Angemerkt : Klingt schon ziemlich ähnlich

In der Popmusik ist doch eh alles schon mal dagewesen – oder? Über Originalität lässt sich zwar streiten, und dass ein Rechtsstreit über eine Zwei-Sekunden-Sequenz mehr als 20 Jahre andauert, kann man albern finden. Das Urteil des EuGH macht aber noch einmal etwas wichtiges deutlich.

Das kreative Eigentum eines Künstlers muss geschützt werden. Das muss für virtuose Melodien ebenso gelten wie für kurze Klang­folgen, aus denen gerade im Hip-Hop oder Elektro ganze Songs gebaut werden. Wird ein Schnippsel so weit verändert, dass ein „neues und unabhängiges“ Werk entsteht, sieht der EuGH eine Ausnahme. Das klingt logisch und entspricht der Sampling-Praxis in der modernen Musikproduktion, krankt aber an der schwammigen Formulierung.

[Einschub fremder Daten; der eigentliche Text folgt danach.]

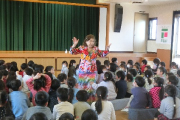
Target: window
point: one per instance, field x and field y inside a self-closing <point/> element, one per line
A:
<point x="152" y="29"/>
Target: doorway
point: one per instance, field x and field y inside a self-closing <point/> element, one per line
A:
<point x="140" y="32"/>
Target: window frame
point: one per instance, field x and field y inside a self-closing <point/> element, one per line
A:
<point x="150" y="19"/>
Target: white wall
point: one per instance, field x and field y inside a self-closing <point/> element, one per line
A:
<point x="123" y="41"/>
<point x="164" y="13"/>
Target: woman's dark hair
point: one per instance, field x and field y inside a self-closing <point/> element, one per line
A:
<point x="130" y="62"/>
<point x="82" y="95"/>
<point x="39" y="68"/>
<point x="71" y="83"/>
<point x="108" y="77"/>
<point x="2" y="62"/>
<point x="55" y="84"/>
<point x="38" y="83"/>
<point x="140" y="81"/>
<point x="148" y="74"/>
<point x="160" y="82"/>
<point x="31" y="63"/>
<point x="71" y="63"/>
<point x="87" y="38"/>
<point x="133" y="72"/>
<point x="101" y="93"/>
<point x="89" y="114"/>
<point x="15" y="84"/>
<point x="38" y="116"/>
<point x="24" y="66"/>
<point x="61" y="77"/>
<point x="121" y="74"/>
<point x="62" y="94"/>
<point x="114" y="59"/>
<point x="65" y="63"/>
<point x="48" y="68"/>
<point x="171" y="91"/>
<point x="129" y="77"/>
<point x="41" y="98"/>
<point x="173" y="79"/>
<point x="28" y="71"/>
<point x="66" y="116"/>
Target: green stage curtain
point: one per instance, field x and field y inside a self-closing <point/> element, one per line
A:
<point x="45" y="27"/>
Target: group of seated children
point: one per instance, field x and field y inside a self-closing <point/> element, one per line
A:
<point x="145" y="86"/>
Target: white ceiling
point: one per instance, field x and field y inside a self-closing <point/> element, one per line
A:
<point x="144" y="2"/>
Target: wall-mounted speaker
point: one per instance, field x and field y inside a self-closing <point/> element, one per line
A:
<point x="118" y="17"/>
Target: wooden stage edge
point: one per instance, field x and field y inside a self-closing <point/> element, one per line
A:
<point x="60" y="54"/>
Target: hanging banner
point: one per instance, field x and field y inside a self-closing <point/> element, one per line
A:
<point x="164" y="34"/>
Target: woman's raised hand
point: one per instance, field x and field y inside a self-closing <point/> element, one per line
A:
<point x="75" y="41"/>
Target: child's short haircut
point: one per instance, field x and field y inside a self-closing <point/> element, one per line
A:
<point x="38" y="116"/>
<point x="121" y="74"/>
<point x="178" y="73"/>
<point x="66" y="116"/>
<point x="133" y="72"/>
<point x="61" y="77"/>
<point x="162" y="64"/>
<point x="2" y="62"/>
<point x="55" y="84"/>
<point x="62" y="94"/>
<point x="28" y="71"/>
<point x="173" y="79"/>
<point x="106" y="63"/>
<point x="162" y="69"/>
<point x="144" y="61"/>
<point x="129" y="77"/>
<point x="24" y="66"/>
<point x="41" y="98"/>
<point x="82" y="95"/>
<point x="89" y="114"/>
<point x="48" y="68"/>
<point x="140" y="81"/>
<point x="114" y="59"/>
<point x="130" y="62"/>
<point x="15" y="84"/>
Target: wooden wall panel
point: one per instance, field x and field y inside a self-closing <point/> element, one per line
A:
<point x="44" y="61"/>
<point x="18" y="60"/>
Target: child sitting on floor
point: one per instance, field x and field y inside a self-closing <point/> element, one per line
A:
<point x="41" y="100"/>
<point x="157" y="92"/>
<point x="82" y="104"/>
<point x="104" y="108"/>
<point x="63" y="106"/>
<point x="109" y="83"/>
<point x="62" y="77"/>
<point x="170" y="106"/>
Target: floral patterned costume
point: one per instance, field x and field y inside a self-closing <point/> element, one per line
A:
<point x="87" y="68"/>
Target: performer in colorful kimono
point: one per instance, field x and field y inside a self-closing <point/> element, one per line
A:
<point x="87" y="66"/>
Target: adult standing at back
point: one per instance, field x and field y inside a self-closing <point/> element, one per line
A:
<point x="87" y="66"/>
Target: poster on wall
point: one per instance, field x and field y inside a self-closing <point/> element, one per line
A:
<point x="164" y="34"/>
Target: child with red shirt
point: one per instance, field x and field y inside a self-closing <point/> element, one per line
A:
<point x="40" y="82"/>
<point x="157" y="92"/>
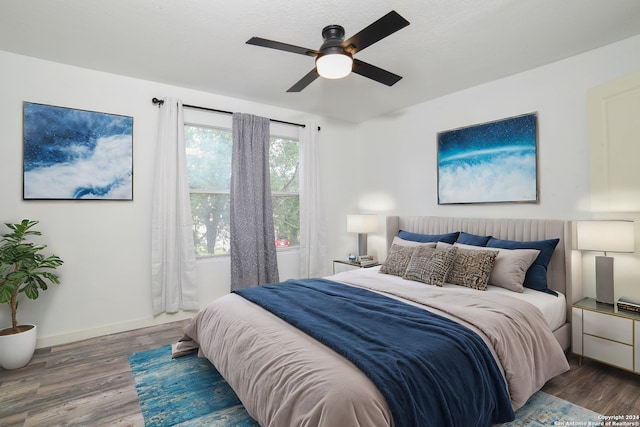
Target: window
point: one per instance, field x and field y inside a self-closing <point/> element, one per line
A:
<point x="208" y="152"/>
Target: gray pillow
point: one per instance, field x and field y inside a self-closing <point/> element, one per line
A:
<point x="402" y="242"/>
<point x="510" y="267"/>
<point x="472" y="268"/>
<point x="397" y="260"/>
<point x="429" y="265"/>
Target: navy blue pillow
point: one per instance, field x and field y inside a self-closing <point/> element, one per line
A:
<point x="425" y="238"/>
<point x="536" y="277"/>
<point x="472" y="239"/>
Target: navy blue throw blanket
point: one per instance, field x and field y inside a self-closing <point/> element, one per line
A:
<point x="431" y="370"/>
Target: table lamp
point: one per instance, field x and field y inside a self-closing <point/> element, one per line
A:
<point x="362" y="224"/>
<point x="605" y="236"/>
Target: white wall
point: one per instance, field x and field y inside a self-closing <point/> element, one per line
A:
<point x="105" y="244"/>
<point x="401" y="152"/>
<point x="386" y="165"/>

Einzelne Töne, Akkorde oder kurze Drumloops sind nach allgemeiner Ansicht nicht schutzfähig. Was für den Künstler oder das Stück charakteristisch ist – wie der metallische Beat aus dem Kraftwerksong –, aber eben schon. Was dem Urteil fehlt ist die Konkretisierung, ab wann etwas Neues geschaffen ist. Wer sich die beiden Tracks, um die sich der Streit dreht, mal genau anhört, wird feststellen: klingt schon ziemlich ähnlich.